How the UK Labour Party Lost the Working Class

More low-income voters backed the Tories than the Labour Party in the 2019 election for the first time ever. Labour’s decision to side with the establishment rather than the voters over Brexit pushed them into the Tories’ arms.

An arrangement of British national newspaper front pages are seen on February 1, 2020 in London, England. Leon Neal / Getty

A recent report from the Joseph Rowntree Foundation shows that in the 2019 election, more low-income voters backed the Conservatives than the Labour Party for the first time ever. The Conservatives were, in fact, more popular with low-income voters than they were with wealthier ones.

There is one glaringly obvious reason for this: Brexit. Pro-Remain groups spent a lot of time — and money — attempting to convince others on the Left that the only people who voted Leave were posh old homeowners nostalgic for the days of empire. While such voters were undoubtedly a powerful element in the Leave coalition, they could never have won the referendum on their own.

The Leave campaign succeeded because it tapped into the same anti-establishment energy that propelled Jeremy Corbyn to leader of the Labour Party in 2015 — and nearly into Downing Street in 2017. During the election, I spoke to voters up and down the country who expressed the same sentiment: with the entire British establishment united behind Remain, they finally had a chance to kick back at a political class they felt had cheated their communities over many years.

Remainers were fond of telling these voters how nonsensical this perspective was, but, shockingly, that didn’t seem to change many minds. By 2019, even voters who hadn’t strongly favored Leave in 2016 were appalled at the idea of holding another divisive referendum — and the condescending attitude of Remainers telling voters that they “didn’t know what they were voting for” didn’t help.

The vote to leave the European Union and the election of Jeremy Corbyn are often placed in the same category of “populist backlash” by members of the liberal commentariat trying to understand why voters turned against the sensible, middle-of-the-road politics of the pre–financial crisis era. The disdain these people show for “populism” notwithstanding, there is an element of truth to the comparison.

The economic malaise into which the British economy — and many other advanced economies — sank in the wake of the financial crisis pulled the rug out from underneath those who had banked on the idea that the promises of the bubble economy would come true. House prices would rise forever, employment would continue growing, and living standards would continue rising. We had, after all, overcome boom and bust.

In the years that followed, the realization slowly dawned on many people that this promise had been a fantasy. Aware that if politics remained the same, things would be unlikely to get better — and would in fact be likely to get worse — these voters sought out ways to express their dissatisfaction with the status quo. Voting Labour was not one of the options they considered to do so.

In part, this was the result of the insipid politics adopted by successive Labour leaders in the post-crisis era, but it was also a reflection of a much longer-standing trend. Ever since 1997, low-income voters have been deserting the Labour Party at each election — but rather than voting Tory, they have simply dropped out of the electorate altogether.

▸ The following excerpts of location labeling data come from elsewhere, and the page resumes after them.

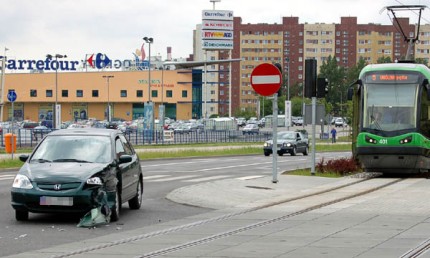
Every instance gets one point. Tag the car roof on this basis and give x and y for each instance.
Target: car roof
(86, 131)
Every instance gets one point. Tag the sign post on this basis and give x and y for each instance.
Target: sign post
(11, 96)
(266, 80)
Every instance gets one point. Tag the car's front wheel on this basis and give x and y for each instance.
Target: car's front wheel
(136, 202)
(294, 151)
(21, 215)
(306, 152)
(117, 207)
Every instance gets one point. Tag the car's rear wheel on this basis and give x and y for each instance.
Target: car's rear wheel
(306, 152)
(136, 202)
(117, 207)
(21, 215)
(294, 151)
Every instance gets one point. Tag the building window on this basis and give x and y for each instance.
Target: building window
(139, 93)
(123, 93)
(169, 93)
(33, 93)
(154, 93)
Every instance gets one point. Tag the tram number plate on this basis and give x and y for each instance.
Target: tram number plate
(383, 141)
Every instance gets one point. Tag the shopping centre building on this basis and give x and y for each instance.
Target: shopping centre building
(86, 94)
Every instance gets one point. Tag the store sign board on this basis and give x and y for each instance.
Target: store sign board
(217, 34)
(217, 44)
(217, 25)
(217, 15)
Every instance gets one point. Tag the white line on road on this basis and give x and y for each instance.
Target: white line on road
(197, 180)
(249, 177)
(171, 178)
(153, 177)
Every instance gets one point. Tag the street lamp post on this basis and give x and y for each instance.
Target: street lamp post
(55, 123)
(149, 41)
(2, 83)
(109, 114)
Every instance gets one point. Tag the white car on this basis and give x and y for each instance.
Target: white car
(340, 122)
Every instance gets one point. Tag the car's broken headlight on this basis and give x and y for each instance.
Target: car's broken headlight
(22, 182)
(94, 181)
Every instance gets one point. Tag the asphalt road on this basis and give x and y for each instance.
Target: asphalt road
(161, 177)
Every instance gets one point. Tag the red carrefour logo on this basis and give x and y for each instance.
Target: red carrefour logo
(266, 79)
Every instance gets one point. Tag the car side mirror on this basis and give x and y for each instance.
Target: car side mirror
(125, 159)
(23, 157)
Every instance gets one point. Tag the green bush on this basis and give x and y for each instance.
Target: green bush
(343, 166)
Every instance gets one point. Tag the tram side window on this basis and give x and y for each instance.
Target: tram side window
(425, 111)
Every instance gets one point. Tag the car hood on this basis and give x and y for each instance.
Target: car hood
(280, 141)
(61, 171)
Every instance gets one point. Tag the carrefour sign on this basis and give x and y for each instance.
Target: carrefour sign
(95, 61)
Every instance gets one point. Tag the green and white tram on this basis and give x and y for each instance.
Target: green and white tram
(392, 118)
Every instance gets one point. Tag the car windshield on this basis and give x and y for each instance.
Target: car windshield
(286, 136)
(74, 148)
(390, 107)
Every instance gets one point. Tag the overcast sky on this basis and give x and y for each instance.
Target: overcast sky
(33, 28)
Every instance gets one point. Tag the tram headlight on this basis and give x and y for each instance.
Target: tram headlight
(406, 140)
(369, 140)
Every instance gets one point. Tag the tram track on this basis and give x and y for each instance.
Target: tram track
(323, 198)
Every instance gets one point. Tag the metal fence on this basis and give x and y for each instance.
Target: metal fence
(28, 138)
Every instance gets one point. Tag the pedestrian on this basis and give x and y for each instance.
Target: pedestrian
(333, 135)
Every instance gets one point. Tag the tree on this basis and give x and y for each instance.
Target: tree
(422, 61)
(336, 76)
(384, 60)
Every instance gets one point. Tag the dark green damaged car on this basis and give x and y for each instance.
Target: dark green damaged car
(71, 170)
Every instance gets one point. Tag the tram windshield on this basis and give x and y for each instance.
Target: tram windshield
(389, 107)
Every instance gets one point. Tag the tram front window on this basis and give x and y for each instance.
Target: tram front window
(389, 107)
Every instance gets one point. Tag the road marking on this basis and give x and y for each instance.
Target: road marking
(153, 177)
(3, 178)
(7, 175)
(197, 180)
(171, 178)
(249, 177)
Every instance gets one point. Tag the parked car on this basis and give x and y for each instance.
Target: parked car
(47, 123)
(241, 121)
(182, 128)
(340, 122)
(251, 129)
(297, 121)
(29, 125)
(40, 131)
(70, 170)
(288, 142)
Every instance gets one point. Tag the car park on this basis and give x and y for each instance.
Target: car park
(288, 142)
(251, 129)
(241, 121)
(340, 122)
(40, 131)
(297, 121)
(69, 171)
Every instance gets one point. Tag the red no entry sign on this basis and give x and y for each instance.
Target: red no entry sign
(266, 79)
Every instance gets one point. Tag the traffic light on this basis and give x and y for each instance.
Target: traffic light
(322, 87)
(278, 65)
(310, 78)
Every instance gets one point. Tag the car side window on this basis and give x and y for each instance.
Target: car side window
(119, 148)
(127, 148)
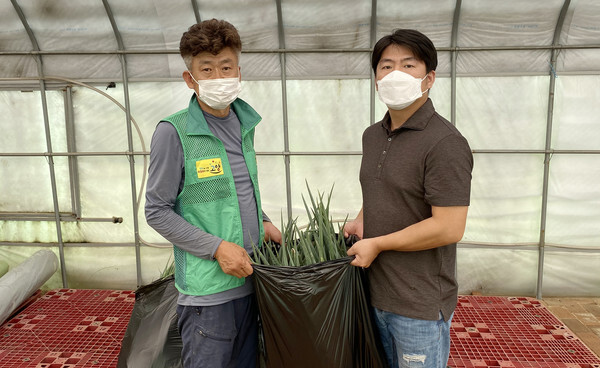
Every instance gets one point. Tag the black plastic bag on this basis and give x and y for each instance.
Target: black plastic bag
(316, 316)
(152, 338)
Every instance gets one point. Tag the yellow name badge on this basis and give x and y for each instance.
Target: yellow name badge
(209, 167)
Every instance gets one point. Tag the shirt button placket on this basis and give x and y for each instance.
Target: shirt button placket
(382, 157)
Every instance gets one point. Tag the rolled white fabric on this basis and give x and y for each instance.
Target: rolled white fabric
(21, 282)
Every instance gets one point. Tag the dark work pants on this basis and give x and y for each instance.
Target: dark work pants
(220, 336)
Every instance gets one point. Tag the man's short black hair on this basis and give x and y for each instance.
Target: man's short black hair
(420, 45)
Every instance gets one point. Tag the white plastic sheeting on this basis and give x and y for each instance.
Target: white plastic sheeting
(504, 75)
(23, 280)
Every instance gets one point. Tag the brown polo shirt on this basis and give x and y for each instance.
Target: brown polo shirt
(426, 162)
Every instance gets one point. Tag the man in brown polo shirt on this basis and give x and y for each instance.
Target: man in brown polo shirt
(416, 180)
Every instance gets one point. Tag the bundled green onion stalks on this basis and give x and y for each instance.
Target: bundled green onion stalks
(318, 242)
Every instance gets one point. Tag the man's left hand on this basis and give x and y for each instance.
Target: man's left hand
(271, 232)
(365, 252)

As Geoffrey Evans and James Tilley show in their book The New Politics of Class, prior to 1997, there were fewer nonvoters, and whether one voted was not correlated with social class. In every election since, the relationship between voting status and class has strengthened as working-class voters have dropped out of the electorate — the natural result of a New Labour electoral strategy based on the idea that working-class voters had nowhere else to go.

Brexit was the issue that finally encouraged many of these voters to reengage with electoral politics. Many previous nonvoters turned out to vote Leave, and some of those same voters turned out again to support Jeremy Corbyn in 2017. But in 2019, they were disproportionately likely to vote for the Conservatives.

The last few years suggest that whichever party can most effectively channel the anti-establishment energy simmering below the surface of our society is the party that will win elections. Most people in this country detest the British establishment. Trust in our politicians, in our media, and in business is desperately low. In other words, most people don’t trust the elites who have gained a stranglehold on political and economic power in this country and used it to marginalize the most vulnerable.

Whether the message is to “take back control” of our politics from the European Union, or to take back control of our economy from the bosses and bankers, the only way to win a majority today is by promising to give people a sense of power over their lives. The Conservatives have won over working-class voters by making such a promise, but it won’t be long before events reveal quite how hollow Boris Johnson’s words really were.

Rather than benefiting Labour under Keir Starmer, however, it seems likely that such a realization will discourage many working-class people from bothering to vote again.